60分は桐一。高橋裕真(3年・GRANDE FC)が左ロングスローを投げ込み、混戦から若月が頭で狙ったシュートは平井がキャッチ。61分は養和。またも白井の右CKから、竹内がこの日5本目のヘディングシュートを放ち、ボールは枠を越えましたが、「Forza仕込みのアレで負けるのはあまり見たことないですね。ふんわりボールが上がったらアイツの間合いなので」と栗原も舌を巻く竹内のヘディンガーぶり。62分は桐一。右からカットインしながら、打ち切った若月のシュートはゴール右へ。66分も桐一。遠藤が左へ展開し、中へ潜った須藤のシュートは枠の右へ。67分には桐一に1人目の交替。高橋に替えて、寶船月斗(1年・前橋ジュニア)を投入し、最終ラインは右から青木脩悟(3年・前橋ジュニア)、キャプテンの丸山佑大(3年・前橋ジュニア)、後藤、竹下を並べ、さらなるアタックへの意欲を鮮明に。
到来した汚名返上の機会。73分に養和は田中雄大とのワンツーから、エリア付近に迫った栗原がマーカーに倒されると、主審は再びPKというジャッジを下します。キッカーは栗原自ら。「1本目を外したというのもあって、迷う所もあったんですけど、相手のキーパーも『また同じ所に蹴るんだろ』みたいな駆け引きもあって、自分的には負けず嫌いなので『同じ所をぶち抜いて決めよう』という想いもあった中で、『ここは冷静になって逆でいいかな』みたいな感じになって」右スミを狙ったキックは、GKの逆を突いてゴールネットへ収まります。「またキックも怪しかったんですけど(笑)、そこは自分の駆け引きで1枚上を行った感じがしましたね」と笑った10番のリベンジ。スコアは3-0に変わりました。
ノッてしまった"ウブチル"の躍動。75分には望月の好フィードに上田が抜け出し、1対1から放ったループは枠の右へ。76分にも望月のクリアから、こぼれを収めた樋口陸(3年・三菱養和巣鴨JY)はGKの位置を見て浮かせたミドルを狙うも、ボールは枠の上へ。77分にも左に開いた上田のクロスから、樋口が枠へ飛ばしたシュートは塩澤がキャッチ。「まずはやっぱりシンプルにゴールを目指すという所を共有した」(生方監督)養和の時間が続きます。

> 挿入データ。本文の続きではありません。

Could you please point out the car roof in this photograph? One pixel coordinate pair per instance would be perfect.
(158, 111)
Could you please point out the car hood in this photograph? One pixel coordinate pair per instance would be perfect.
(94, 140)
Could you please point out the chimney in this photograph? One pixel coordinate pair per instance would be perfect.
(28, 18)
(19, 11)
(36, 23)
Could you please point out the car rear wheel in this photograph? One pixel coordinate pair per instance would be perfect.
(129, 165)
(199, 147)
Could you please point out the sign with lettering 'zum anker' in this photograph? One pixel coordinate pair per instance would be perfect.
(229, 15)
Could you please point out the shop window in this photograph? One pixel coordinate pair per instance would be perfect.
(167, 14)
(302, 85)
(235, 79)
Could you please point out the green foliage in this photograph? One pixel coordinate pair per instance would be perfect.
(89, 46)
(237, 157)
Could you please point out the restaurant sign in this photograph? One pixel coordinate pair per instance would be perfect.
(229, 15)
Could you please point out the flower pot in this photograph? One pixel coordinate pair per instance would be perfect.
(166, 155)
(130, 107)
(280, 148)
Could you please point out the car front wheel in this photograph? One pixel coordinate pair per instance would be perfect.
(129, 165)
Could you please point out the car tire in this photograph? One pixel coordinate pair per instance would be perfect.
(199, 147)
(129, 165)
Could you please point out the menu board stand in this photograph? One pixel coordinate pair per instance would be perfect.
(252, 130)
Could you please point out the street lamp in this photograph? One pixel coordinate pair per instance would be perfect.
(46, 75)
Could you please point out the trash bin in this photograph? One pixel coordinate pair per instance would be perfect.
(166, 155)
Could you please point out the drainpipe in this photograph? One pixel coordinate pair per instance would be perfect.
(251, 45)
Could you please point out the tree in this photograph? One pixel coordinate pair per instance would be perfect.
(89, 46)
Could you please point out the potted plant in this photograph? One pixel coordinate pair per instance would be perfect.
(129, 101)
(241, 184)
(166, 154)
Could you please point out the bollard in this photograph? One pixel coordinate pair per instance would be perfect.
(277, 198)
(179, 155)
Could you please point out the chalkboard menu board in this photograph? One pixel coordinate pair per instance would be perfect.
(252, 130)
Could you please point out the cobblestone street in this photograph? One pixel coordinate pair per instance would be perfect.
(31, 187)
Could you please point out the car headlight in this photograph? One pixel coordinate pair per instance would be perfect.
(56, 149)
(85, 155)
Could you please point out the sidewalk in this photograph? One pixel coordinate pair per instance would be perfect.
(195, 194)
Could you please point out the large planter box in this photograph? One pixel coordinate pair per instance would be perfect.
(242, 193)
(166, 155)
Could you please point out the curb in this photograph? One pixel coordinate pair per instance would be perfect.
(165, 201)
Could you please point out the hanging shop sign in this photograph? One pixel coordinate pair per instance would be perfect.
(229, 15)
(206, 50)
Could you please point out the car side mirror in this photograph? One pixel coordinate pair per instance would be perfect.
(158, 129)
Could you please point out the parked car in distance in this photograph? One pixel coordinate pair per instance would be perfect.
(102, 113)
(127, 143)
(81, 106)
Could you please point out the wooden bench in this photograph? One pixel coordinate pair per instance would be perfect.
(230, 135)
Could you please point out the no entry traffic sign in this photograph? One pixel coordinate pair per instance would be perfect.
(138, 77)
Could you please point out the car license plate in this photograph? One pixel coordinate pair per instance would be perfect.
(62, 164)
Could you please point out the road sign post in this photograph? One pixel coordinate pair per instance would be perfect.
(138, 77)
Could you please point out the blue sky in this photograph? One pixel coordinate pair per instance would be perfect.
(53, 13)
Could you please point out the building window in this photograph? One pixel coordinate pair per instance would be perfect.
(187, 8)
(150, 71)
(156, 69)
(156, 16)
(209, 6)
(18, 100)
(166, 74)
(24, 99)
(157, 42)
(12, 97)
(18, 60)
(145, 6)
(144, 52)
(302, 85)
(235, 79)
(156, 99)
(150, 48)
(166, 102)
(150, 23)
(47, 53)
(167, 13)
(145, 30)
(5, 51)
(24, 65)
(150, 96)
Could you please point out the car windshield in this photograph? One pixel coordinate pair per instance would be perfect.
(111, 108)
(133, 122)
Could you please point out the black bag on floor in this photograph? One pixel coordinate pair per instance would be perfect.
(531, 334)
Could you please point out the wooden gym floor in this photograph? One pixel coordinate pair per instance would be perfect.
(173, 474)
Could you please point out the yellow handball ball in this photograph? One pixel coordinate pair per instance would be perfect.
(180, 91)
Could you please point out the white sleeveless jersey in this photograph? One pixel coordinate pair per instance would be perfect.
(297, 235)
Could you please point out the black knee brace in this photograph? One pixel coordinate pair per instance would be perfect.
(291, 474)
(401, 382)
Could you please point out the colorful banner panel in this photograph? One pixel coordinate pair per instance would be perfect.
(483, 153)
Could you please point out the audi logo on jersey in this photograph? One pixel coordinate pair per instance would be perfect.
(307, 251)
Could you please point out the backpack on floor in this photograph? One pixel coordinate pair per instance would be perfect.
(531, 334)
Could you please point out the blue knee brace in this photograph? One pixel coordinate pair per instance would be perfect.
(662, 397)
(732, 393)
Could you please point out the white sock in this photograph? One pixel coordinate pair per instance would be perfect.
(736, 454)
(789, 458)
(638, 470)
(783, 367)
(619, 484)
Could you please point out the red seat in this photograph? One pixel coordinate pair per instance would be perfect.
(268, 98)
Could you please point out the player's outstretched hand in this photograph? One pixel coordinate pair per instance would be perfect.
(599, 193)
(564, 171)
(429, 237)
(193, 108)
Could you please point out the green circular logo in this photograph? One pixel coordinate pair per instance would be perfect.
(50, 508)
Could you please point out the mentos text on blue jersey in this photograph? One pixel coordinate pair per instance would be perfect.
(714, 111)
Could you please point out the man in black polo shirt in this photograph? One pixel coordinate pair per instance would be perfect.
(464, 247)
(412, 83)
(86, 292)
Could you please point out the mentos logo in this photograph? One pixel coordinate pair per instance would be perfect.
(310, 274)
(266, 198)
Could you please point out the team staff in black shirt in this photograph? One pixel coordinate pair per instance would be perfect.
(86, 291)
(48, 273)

桐一も78分には遠藤のパスを若月がヒールで残し、田中陸翔が打ったシュートは枠の左へ。82分は桐一に2人目の交替。「大和がマークされるのは他のチームからも言われているので、結構自分がキーポイントになるかなと思っていたんですけど、今日は全然ダメだったです」と悔しがった遠藤を下げて、小林凌大(1年・前橋ジュニア)を投入し、1トップの若月の後ろに右から寶船、須藤、小林と"前ジュニ"の4人を配して最後の勝負へ。85分には須藤の右ロングスローを、ニアで青木がフリックするも、DFがきっちりクリア。どうしても1点が遠いアウェイチーム。

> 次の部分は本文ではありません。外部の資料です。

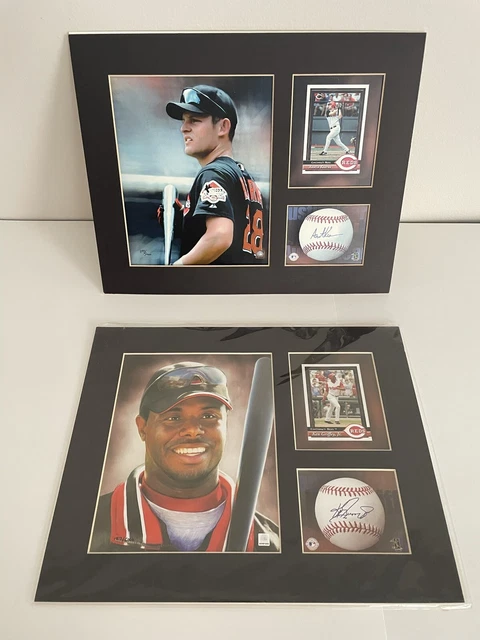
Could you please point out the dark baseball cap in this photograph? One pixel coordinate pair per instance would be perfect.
(204, 99)
(174, 383)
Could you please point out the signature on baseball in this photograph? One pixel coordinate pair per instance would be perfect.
(344, 510)
(325, 233)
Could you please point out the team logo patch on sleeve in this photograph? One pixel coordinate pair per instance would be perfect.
(212, 192)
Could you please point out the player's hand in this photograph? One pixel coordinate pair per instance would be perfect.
(178, 209)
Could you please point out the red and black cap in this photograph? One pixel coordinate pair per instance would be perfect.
(172, 384)
(204, 99)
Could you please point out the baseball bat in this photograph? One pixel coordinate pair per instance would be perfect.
(169, 197)
(256, 438)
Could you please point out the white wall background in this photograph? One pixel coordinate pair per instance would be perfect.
(41, 161)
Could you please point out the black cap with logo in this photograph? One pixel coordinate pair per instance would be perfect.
(174, 383)
(204, 99)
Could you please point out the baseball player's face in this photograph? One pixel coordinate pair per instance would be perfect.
(184, 445)
(200, 135)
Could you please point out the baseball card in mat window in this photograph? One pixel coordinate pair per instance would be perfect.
(335, 125)
(351, 511)
(179, 437)
(337, 403)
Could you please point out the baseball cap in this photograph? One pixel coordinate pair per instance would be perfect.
(172, 384)
(204, 99)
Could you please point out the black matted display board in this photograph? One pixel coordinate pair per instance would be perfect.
(324, 130)
(368, 522)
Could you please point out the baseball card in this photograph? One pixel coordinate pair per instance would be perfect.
(335, 123)
(326, 235)
(351, 511)
(185, 159)
(190, 465)
(334, 403)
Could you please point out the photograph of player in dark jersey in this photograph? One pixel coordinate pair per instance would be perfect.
(195, 165)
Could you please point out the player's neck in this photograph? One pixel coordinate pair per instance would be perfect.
(220, 151)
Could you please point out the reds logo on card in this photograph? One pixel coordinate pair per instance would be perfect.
(355, 430)
(213, 192)
(347, 163)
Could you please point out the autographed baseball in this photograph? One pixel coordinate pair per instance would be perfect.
(326, 234)
(350, 514)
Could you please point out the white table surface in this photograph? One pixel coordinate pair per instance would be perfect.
(52, 301)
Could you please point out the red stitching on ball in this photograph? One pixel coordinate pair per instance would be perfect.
(332, 246)
(334, 490)
(315, 217)
(351, 527)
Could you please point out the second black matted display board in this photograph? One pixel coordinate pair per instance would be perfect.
(325, 122)
(349, 514)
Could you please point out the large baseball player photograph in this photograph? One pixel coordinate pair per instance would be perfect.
(335, 123)
(190, 465)
(194, 156)
(351, 511)
(337, 402)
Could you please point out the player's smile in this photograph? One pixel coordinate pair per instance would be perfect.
(184, 444)
(191, 453)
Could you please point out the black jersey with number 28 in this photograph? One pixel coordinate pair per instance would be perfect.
(224, 188)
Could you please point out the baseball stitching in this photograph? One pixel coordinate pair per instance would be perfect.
(333, 246)
(334, 490)
(351, 527)
(328, 219)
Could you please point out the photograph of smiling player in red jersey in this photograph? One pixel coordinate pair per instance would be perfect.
(176, 491)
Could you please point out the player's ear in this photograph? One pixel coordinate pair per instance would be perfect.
(225, 126)
(141, 425)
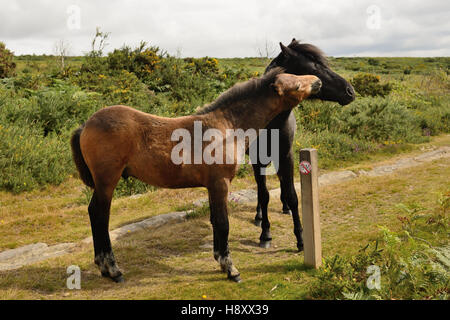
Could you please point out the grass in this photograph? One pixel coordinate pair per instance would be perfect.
(175, 262)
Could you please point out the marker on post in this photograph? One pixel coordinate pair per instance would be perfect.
(310, 207)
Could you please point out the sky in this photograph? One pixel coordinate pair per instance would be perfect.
(231, 28)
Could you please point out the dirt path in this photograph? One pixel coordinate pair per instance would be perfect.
(26, 255)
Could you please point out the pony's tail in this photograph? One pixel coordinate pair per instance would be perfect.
(83, 169)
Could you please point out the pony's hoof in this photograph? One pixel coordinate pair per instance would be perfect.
(118, 279)
(236, 278)
(265, 244)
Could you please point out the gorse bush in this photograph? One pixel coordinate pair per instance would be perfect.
(28, 160)
(49, 103)
(7, 65)
(367, 84)
(141, 61)
(378, 119)
(412, 263)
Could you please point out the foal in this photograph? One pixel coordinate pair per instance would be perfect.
(121, 141)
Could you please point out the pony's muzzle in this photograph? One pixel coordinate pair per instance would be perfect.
(315, 87)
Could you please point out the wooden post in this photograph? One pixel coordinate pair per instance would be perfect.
(310, 207)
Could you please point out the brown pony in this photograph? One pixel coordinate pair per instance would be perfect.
(121, 141)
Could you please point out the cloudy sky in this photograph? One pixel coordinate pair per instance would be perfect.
(231, 28)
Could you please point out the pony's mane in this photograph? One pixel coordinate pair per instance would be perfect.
(245, 90)
(309, 50)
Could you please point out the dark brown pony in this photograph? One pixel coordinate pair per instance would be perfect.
(120, 140)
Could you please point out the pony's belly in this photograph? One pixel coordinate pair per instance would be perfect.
(183, 176)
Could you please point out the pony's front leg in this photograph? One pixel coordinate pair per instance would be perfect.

90分は養和に決定的なシーン。左サイドから上田がドンピシャのクロスを上げるも、「自分でも『当たるか』みたいな。そんな簡単じゃなかったです」と振り返る栗原のシュートは、塩澤が正面で弾き出して4点目とはいかなかったものの、程なくして聞こえたファイナルホイッスル。「もう全然ホッとしてる。今日も苦しかったし、危機感も選手たちにはあったと思うので、そういう意味では選手もあれだけ喜んでいてね。『焦るなよ』とは言いながらも、たぶん今日のアレを見ているとホッとしているんじゃない」と生方監督も口にした"バイキングクラップ"で勝利を喜んだ養和が、今シーズン初勝利を手繰り寄せる結果となりました。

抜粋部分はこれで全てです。